Annexe 11bis: En 2013, rapport sur le comportement et les habitudes des consommateurs sur le marché des boissons alcoolisées en Pologne, préparé par l’indicateur «indicateur», sur la base d’un échantillon de 1000 consommateurs adultes de boissons alcoolisées. Dans la catégorie brandy/cognac, «Jack Daniel» avait le taux de connaissance le plus élevé: 42 % ont incité et 25 % à se présenter spontanément.

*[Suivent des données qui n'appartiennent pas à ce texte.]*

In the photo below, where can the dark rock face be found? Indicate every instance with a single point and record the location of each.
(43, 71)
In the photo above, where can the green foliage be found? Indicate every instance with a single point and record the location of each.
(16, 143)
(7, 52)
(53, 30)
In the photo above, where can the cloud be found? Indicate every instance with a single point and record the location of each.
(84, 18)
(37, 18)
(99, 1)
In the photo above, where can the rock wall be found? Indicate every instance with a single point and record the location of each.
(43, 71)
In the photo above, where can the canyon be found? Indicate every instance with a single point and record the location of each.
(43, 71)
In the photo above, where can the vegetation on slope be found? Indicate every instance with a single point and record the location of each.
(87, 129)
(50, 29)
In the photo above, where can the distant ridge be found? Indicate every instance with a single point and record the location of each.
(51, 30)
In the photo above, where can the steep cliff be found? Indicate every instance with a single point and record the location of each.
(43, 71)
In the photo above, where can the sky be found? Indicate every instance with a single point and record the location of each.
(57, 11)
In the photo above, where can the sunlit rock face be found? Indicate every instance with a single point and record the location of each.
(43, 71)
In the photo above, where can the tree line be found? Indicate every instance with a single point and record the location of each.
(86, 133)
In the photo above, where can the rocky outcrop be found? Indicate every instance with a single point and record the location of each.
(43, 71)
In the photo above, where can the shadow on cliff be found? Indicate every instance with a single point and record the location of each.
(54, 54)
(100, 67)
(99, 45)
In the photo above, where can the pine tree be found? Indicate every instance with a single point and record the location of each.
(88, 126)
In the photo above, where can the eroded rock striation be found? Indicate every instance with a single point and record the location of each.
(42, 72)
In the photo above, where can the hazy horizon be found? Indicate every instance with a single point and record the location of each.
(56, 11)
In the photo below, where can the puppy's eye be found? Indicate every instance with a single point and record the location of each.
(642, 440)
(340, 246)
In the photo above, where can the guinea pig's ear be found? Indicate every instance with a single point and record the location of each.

Annexe 12bis: Étude préparée par IPSOS «Usage et attitudes envers les spiritueux en Pologne — Whisky» en 2013.«Jack Daniel» avait le taux de connaissance le plus élevé: 92 % poussoirs ont été sollicités.52 % en venant spontanément et 25 % à l’esprit.
Annexe 13bis: Rapport de recherche qualitatif préparé par «Dom Badawczy Maison» en 2011 sur la base des entretiens de groupe de réflexion. La marque «Jack Daniel» a été considérée comme «l’une des meilleures marques de whisky connues et visibles».
Annexe 14bis: Compilation de documents publicitaires à partir de septembre 2015 pour montrer le marketing de l’opposante axé sur l’utilisation du seul élément «Jack» au Royaume-Uni et en Pologne, par l’intermédiaire de slogans tels que «THIRSTY FOR JACK?», «JACK.LE WHISKY DE LEGENDS, «JACK ON FEU», «LAISSER CÉLÉBRER L’ANNIVERSAIRE DE LA JACK»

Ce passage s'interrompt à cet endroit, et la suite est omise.